A la suite du rapport commandé par le Président de la République et le Premier ministre en 2007, et dont le texte est accessible sur ce site, la création du Conseil Supérieur de la Formation et de Recherche Stratégiques vise à mutualiser les énergies et les moyens pour donner un meilleur accès aux financements aux équipes de recherche et aux entreprises dont la mission de prospective est essentielle. Le CSFRS n'a pas vocation à monopoliser ou uniformiser la recherche, mais à lui permettre de se développer dans les meilleures conditions en évitant redondances et gaspillage.

 

IHEDN

http://www.ihedn.fr/

 

L’Institut des hautes études de défense nationale a pour mission de former de hauts responsables, civils et militaires, aux questions de défense, de politique étrangère, d’armement et d’économie de défense.
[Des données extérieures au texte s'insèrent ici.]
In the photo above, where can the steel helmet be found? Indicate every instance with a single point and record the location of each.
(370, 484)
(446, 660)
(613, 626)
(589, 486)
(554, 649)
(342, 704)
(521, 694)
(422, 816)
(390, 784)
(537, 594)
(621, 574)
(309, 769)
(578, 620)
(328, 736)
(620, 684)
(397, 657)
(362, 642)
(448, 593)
Il mène son action tant au plan national qu’à l’international, notamment dans l’espace européen (collège européen de sécurité et de défense, session européenne des responsables d’armement). Il privilégie une pédagogie inductive et s’adosse à des partenariats avec des think tank et l’université avec laquelle il mène une politique active de soutien à la recherche.

INHESJ 

http://www.inhesj.fr/articles/accueil/inhesj-h254.html

Créé par le décret n°2009-1321 du 28 octobre 2009, l’Institut national des hautes études de la sécurité et de la justice est un établissement public national à caractère administratif placé sous la tutelle du Premier ministre. Le siège de l’établissement est fixé à l’École militaire à Paris.
 
 L’INHESJ intervient dans les domaines de la formation, des études,de la recherche, de la veille et de l’analyse stratégique en matière de sécurité intérieure, sanitaire, environnementale et économique ainsi que dans ceux intéressant la justice et les questions juridiques.